The only thing we know about dark energy is that it constitutes the biggest part of the mass and energy in the universe. As in 1998, we found out that the atoms and everything visible to the human eye represents only a modest portion of the entirety of the universe. The fundamental hypothesis says that dark matter, due to its intangible characteristics, repels any other form of matter, pushing it away, therefore leading to the expansion of the universe.
Physicists have long been seeking to explain the behavior of dark energy but the only possible way to achieve that is by studying it in its natural condition. Although in our current era the idea is far-fetched, it is believed that its characteristics can be measured if we could reach it and observe it in the low-density areas that is outside of the galaxies.

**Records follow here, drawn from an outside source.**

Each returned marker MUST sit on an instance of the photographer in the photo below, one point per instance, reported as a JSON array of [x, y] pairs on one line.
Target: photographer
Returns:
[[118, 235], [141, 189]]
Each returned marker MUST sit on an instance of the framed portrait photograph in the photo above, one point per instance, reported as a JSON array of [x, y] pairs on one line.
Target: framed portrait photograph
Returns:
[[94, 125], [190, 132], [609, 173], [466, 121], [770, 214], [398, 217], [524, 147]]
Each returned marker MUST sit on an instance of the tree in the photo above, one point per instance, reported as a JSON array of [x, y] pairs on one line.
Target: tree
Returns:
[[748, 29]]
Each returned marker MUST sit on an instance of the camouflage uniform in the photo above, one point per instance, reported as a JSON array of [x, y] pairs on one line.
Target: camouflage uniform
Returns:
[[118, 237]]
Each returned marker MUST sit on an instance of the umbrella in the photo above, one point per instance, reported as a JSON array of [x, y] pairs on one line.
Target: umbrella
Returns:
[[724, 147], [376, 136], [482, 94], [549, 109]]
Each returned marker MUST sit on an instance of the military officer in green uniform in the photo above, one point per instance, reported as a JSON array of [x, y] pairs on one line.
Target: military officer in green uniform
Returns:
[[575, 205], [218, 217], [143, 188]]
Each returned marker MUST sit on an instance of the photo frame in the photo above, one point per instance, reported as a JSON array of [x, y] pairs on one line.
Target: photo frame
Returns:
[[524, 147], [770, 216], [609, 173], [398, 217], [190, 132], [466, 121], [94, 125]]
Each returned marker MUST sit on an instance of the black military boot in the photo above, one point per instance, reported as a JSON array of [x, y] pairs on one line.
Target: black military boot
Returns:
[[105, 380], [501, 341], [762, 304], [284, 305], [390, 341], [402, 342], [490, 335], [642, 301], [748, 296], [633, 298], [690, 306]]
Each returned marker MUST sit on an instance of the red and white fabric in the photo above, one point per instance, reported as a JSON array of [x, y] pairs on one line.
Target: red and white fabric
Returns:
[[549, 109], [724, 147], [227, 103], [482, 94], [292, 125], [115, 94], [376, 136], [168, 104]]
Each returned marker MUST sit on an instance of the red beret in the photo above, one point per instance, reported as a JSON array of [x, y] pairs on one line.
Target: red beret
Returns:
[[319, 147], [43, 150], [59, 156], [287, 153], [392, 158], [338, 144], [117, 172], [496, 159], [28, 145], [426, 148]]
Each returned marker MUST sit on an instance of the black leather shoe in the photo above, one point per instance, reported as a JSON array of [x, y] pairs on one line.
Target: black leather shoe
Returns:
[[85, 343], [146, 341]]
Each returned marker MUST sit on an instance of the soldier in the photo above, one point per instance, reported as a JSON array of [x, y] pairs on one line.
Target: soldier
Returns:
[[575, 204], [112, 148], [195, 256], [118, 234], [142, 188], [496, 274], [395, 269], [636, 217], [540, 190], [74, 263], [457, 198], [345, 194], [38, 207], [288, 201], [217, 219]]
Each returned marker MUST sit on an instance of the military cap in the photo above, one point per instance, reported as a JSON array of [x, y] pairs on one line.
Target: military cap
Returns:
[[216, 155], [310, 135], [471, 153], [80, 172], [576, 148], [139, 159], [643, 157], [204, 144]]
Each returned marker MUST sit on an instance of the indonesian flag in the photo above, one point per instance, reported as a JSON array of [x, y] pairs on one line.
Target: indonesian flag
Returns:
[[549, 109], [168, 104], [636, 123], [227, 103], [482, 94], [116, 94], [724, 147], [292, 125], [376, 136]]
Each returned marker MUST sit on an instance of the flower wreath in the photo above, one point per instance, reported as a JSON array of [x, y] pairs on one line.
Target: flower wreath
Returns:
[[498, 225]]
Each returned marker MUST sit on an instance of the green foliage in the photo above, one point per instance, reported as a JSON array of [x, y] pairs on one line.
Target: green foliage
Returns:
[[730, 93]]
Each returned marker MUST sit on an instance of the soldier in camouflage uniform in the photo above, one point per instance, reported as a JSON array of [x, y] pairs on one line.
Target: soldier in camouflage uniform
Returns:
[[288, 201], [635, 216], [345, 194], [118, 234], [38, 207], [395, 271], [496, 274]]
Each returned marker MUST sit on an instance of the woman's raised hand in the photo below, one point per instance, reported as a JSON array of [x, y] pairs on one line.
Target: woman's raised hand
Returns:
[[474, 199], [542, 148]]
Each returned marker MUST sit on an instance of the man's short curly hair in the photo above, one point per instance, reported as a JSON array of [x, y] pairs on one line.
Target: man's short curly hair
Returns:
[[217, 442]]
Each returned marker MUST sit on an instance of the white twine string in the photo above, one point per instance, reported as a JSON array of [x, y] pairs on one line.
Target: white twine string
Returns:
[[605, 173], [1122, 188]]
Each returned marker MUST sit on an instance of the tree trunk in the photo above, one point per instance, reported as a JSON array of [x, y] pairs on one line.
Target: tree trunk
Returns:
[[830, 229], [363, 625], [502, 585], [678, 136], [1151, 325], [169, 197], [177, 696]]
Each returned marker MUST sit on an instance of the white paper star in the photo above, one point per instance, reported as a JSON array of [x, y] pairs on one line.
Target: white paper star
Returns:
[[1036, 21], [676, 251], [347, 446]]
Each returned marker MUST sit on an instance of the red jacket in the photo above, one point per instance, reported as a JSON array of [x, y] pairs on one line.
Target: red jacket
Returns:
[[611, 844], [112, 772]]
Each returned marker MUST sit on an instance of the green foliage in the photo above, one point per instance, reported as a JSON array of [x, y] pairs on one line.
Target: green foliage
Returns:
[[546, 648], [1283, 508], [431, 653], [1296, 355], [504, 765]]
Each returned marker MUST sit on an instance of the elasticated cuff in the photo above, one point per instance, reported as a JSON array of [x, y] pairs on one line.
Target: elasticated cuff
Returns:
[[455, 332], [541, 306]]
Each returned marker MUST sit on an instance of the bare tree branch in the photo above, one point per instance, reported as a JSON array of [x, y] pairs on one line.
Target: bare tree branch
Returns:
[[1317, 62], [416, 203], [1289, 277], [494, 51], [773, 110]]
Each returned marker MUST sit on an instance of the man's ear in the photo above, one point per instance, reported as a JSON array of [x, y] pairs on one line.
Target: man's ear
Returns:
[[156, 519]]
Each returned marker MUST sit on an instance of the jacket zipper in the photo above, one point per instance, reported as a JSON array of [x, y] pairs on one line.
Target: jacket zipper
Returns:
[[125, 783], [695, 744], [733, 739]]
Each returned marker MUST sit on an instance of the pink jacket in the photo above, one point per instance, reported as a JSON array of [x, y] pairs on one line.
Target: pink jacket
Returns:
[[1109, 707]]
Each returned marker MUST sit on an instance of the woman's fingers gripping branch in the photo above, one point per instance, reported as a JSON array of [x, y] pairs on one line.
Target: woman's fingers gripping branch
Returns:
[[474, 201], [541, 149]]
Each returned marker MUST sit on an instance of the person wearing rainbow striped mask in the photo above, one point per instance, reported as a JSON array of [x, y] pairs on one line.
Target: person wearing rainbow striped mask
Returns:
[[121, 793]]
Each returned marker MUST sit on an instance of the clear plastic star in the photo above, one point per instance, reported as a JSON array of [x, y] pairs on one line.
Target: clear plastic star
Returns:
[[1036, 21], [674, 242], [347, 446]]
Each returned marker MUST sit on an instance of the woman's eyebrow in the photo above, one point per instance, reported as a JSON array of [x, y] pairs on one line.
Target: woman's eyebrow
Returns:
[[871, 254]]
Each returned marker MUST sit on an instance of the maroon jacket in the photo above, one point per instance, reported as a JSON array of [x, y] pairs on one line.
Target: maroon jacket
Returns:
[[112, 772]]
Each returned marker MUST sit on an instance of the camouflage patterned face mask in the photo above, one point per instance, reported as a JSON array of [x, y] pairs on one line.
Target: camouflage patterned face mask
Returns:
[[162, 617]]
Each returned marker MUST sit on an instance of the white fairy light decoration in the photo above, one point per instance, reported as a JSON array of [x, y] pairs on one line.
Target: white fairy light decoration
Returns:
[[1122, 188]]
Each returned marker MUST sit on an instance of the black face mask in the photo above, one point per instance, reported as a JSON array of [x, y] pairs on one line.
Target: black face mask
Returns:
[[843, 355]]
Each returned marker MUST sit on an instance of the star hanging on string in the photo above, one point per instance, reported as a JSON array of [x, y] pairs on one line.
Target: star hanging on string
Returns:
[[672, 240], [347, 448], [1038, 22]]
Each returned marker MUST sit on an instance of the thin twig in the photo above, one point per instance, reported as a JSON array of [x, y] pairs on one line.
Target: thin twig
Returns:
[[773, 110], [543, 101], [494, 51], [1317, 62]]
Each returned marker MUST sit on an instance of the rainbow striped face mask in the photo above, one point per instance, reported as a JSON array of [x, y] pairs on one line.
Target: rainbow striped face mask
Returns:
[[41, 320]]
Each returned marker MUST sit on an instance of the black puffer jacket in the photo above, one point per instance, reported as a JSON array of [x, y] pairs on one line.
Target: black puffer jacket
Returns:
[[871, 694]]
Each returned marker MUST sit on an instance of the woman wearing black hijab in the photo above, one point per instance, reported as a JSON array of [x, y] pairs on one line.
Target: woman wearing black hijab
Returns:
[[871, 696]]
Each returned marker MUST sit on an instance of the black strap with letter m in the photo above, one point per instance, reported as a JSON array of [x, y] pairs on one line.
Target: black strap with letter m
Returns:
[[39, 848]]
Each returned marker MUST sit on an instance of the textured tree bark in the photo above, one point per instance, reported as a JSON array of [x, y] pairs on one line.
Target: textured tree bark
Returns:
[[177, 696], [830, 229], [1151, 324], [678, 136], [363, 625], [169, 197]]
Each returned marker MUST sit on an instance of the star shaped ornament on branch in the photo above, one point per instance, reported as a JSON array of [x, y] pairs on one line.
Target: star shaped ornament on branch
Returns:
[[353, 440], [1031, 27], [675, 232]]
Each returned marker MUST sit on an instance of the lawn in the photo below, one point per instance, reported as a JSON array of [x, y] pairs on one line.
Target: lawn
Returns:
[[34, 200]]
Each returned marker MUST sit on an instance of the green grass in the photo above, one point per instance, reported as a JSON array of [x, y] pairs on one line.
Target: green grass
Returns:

Countless of times, physicists tried to recreate on our planet the conditions that is thought to be present in intergalactic areas. By doing this, they have attempted to generate a chameleon particle field – one that will apply a powerful force on matter while the density that surrounds it declines.
Adequately, theorists named dark energy particles chameleons, and proposed that they differ in mass and they directly influence the state of the surrounding matter.After many attempts, the existence of a chameleon field has not yet been proved and it still remains just a theory, but various teams of scientists continue their quest for the incomprehensible field.
Another way to explain why dark energy is so difficult to study is because it is hypothesized that as soon as the chameleon field comes close to an object its particles do not couple with the internal parts of the object, but pushes it away.
The main issues of the testing dark matter in a lab is represented by the fact that the chameleon field is considerably less powerful than that of the gravity field of Earth. One potential solution is for the test to be repeated on the International Space Station, away from the gravity field of our planet.
Not only NASA is testing dark matter these days, experiments take place at CERN in Geneva, so far without luck. However, alternative tests such as those using neutron interferometers might lead to the evidence of the chameleon field. As physicists improve the condition of their experiments, by ruling out other particle energies that might influence their studies, they will soon might confirm the existence of chameleons.